The limiting part is that the achieved LOD is still not enough if you do not combine it with target amplification. For example, there are some groups in the United States who coupled this with either thermal or PCR amplification, and of course, you would like to get rid of the PCR, therefore you need to be able to work without any target amplification. Furthermore, for the optical one, the multiplexing is limited. If you would like to detect different microRNAs or RNAs from a single sample in the optical system, you will need either different fluorescent markers or Cas enzymes, which are also not indefinite, so you cannot measure, for example, eight RNAs in the same sample using the optical approaches. The electrochemical system, which we use for example, allows us more flexibility in that way. We are working now on a multiplexed version of our CRISPR-Biosensor, that can detect up to 8 RNAs in the single specimen. The multiplexing is a bottleneck that we are working to overcome.

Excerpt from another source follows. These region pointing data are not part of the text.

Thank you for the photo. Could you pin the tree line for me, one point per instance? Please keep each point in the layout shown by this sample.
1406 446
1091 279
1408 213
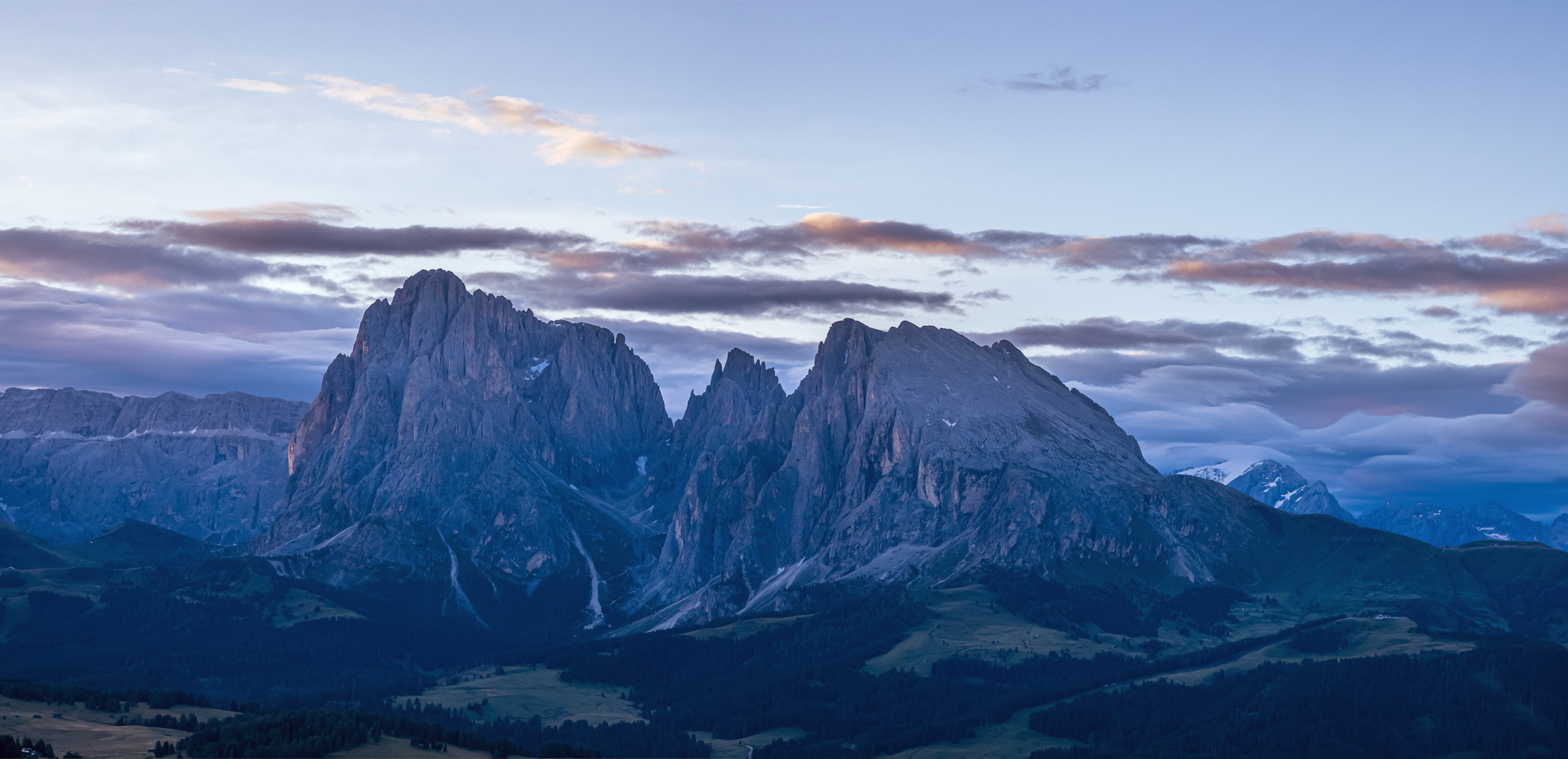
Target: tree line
1504 699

But we would also like to take an easier approach regarding signal amplification without any target amplification and go for electrochemical signal amplification. It is called redox cycling, where you have two finger structures which are very near each other. At one finger electrode, you are oxidizing a redox-active substance, and at the other one, you are reducing it back to its initial form again. Using this special technique and very small gaps—nanogaps—so you can get signal amplifications of more than 150. We are aiming to take the LOD to go from the picomolar range to the femtomolar range where you can also make more, not only semi-quantitative, also quantitative analysis.